Unveiling Hidden Heterogeneity: UAV-borne GPR for Investigating Alpine Snowpack Variability

Avalanche risk assessment critically depends on understanding snowpack conditions. Conventional methods, such as weather forecasts, field observations, and snow pits, provide valuable information but are limited in their ability to capture the high spatial variability often observed within the snowpack. Geophysical near-surface methods can help unveil spatial variabilities within the snowpack. This study investigates the use of unmanned aerial vehicles (UAVs) equipped with ground-penetrating radar (GPR) to characterize snowpack heterogeneity at high spatial resolution, previously unattainable using conventional methods. Our study found a high correlation (R²=0.93, r=0.97) between snow depth measurements obtained from UAV-borne GPR and conventional probe measurements, indicating a strong accuracy of the GPR method for assessing snow depth.
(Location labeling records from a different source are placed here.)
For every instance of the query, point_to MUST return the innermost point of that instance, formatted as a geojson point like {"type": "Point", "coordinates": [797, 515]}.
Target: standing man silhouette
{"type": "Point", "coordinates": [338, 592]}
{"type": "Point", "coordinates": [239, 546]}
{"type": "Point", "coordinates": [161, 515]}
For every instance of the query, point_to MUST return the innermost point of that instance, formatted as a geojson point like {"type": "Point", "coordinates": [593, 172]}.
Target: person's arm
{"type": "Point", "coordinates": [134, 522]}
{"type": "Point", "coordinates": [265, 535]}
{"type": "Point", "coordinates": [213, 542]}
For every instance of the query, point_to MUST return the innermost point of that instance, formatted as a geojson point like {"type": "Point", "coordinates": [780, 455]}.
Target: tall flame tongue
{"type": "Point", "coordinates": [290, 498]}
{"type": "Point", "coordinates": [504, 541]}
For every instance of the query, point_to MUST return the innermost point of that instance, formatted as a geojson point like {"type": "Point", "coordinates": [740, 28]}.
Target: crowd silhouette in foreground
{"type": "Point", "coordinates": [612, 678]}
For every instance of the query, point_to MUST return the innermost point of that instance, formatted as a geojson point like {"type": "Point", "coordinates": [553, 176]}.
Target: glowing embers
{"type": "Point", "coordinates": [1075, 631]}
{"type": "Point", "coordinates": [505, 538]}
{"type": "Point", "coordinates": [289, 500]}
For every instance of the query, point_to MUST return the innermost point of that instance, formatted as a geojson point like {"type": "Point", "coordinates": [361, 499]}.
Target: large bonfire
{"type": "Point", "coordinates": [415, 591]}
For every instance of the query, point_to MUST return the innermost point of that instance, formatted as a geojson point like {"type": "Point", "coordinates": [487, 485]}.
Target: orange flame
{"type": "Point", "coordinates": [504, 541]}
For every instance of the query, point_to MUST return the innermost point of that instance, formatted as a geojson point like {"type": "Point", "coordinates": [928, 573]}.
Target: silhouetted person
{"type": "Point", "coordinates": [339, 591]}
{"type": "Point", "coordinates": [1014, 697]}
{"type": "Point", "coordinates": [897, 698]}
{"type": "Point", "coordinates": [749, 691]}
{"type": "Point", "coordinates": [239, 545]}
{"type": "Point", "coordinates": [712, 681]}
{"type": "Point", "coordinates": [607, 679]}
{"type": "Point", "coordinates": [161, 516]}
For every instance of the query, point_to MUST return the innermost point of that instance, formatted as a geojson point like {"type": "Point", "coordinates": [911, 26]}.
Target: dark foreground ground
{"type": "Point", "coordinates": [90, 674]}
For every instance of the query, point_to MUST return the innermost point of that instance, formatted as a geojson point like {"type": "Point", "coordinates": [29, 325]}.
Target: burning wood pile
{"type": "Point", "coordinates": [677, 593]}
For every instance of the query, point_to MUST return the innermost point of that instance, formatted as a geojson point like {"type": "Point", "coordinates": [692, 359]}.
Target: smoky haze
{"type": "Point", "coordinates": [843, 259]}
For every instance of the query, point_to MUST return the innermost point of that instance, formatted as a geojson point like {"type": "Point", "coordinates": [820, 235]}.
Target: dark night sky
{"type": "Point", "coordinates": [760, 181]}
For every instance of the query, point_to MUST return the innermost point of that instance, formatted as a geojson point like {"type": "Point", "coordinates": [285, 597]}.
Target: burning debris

This suggests that UAV-borne GPR can effectively and reliably measure snow depth. Data collected from multiple alpine sites in the Austrian Alps revealed pronounced spatial variability within the snowpack over short distances. The analysis unveiled considerable snow depth variability with values ranging from < 1 m to > 4 m within our largest study site (~ 0.07 km²) at Stubai Glacier, Tyrol, Austria. We furthermore observed a high degree of internal snowpack variability within short distances. These findings emphasize the importance of considering spatial variability in avalanche formation and highlight the potential of UAV-borne GPR to provide valuable insights beyond the limitations of traditional methods. The system employed in this study utilizes readily available components, making it a potentially valuable tool for both researchers and practitioners, potentially complementing conventional methods for more comprehensive snowpack analysis and avalanche mitigation.